Egypt’s draft budget for FY 2026–27 is shaping up as a statement of recovery. Two government officials tell EnterpriseAM that the plan will focus on narrowing the deficit, boosting revenues, and containing the pace of spending growth. The draft is now in its final stages ahead of its constitutional deadline for submission to the House in late March.
Why it matters: The budget is expected to be the financial expression of the country’s reform drive. Officials see it as a concrete manifestation of the economic reform program that authorities expect to wrap up with the IMF in October, paving the way for what they describe as a new phase of sustainable reforms.
The details
Total public revenues are projected to exceed EGP 3.5 tn in the new fiscal year, according to the officials. The government is targeting an increase equivalent to 1–2% of GDP, largely driven by stronger tax and customs collection. Tax revenues alone are expected to hit EGP 2.8 tn, up from an estimated EGP 2.6 tn in the current budget.
The strategy hinges on widening the tax base and tightening compliance rather than introducing sweeping new levies. Authorities aim to add 100k new taxpayers to the rolls and amend the VAT Law to bring several goods under the umbrella while limiting inflationary pressures. This builds on earlier tax facilitation measures that have already fueled a 35% increase in tax receipts.
The treasury collected an additional EGP 68 bn last fiscal year after government contracts were subjected to the same tax treatment as those in the private sector. The state plans further steps to regulate contributions from state-owned enterprises and economic authorities, reinforcing a level playing field.
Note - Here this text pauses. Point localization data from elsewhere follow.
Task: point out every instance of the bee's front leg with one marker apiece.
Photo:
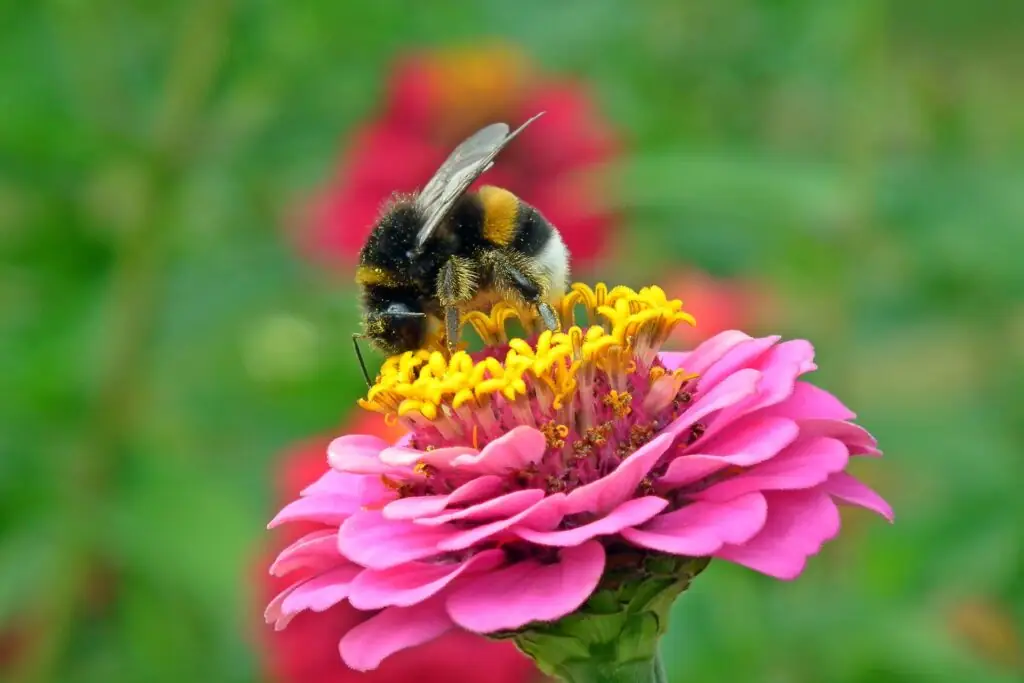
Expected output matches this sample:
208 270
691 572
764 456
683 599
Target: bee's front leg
456 285
521 281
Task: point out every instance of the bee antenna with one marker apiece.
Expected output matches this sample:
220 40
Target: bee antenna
358 354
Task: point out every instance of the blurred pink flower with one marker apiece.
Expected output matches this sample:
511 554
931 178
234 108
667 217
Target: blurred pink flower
720 304
307 651
435 99
502 507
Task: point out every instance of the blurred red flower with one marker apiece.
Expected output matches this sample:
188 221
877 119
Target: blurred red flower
307 650
719 304
434 100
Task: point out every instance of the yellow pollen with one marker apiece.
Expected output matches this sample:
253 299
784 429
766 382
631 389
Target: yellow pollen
424 469
623 332
619 402
555 434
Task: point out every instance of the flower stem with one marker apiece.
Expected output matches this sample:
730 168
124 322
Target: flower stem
598 671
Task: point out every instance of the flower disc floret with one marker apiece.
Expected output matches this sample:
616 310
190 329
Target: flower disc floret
572 472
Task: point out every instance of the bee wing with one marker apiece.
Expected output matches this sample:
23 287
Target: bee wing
467 163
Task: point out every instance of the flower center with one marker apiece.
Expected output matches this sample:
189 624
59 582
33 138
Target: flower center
597 391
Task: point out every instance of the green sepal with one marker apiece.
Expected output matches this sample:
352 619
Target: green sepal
619 628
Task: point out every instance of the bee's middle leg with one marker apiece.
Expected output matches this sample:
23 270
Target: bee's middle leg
456 285
527 284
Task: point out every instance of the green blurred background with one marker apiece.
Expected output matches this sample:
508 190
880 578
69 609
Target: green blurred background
161 340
The Finance Ministry is also looking beyond traditional revenue streams. It is studying a package of exceptional revenues, including securing a 50% share of proceeds from newly issued licenses and state divestment transactions, the officials said. At the same time, authorities also plan to tighten oversight of special funds and accounts, introducing new spending regulations to strengthen control over domestic revenues.
On the spending side, growth is expected to slow as the state continues to unwind broad-based subsidies. Energy subsidies will be further reduced, although diesel and butane will remain supported. Oil price assumptions are still under review amid global and regional risks that could drive prices higher. The current budget is based on an oil price of USD 77 per barrel.
Even as overall expenditure is rationalized, social protection will remain central. The government intends to accelerate the shift toward targeted direct transfers and increase allocations for the Takaful and Karama program, aiming to ensure that support reaches those who need it most.
Officials are targeting an ambitious deficit of 4.9% in FY 2026-27, down from 7.3% projected in the current budget. While sources acknowledge that the final figure could come in slightly above this “optimistic” target, they stress it will remain lower than current levels. A decline in interest rates and easing debt-servicing costs are expected to help bring the deficit down.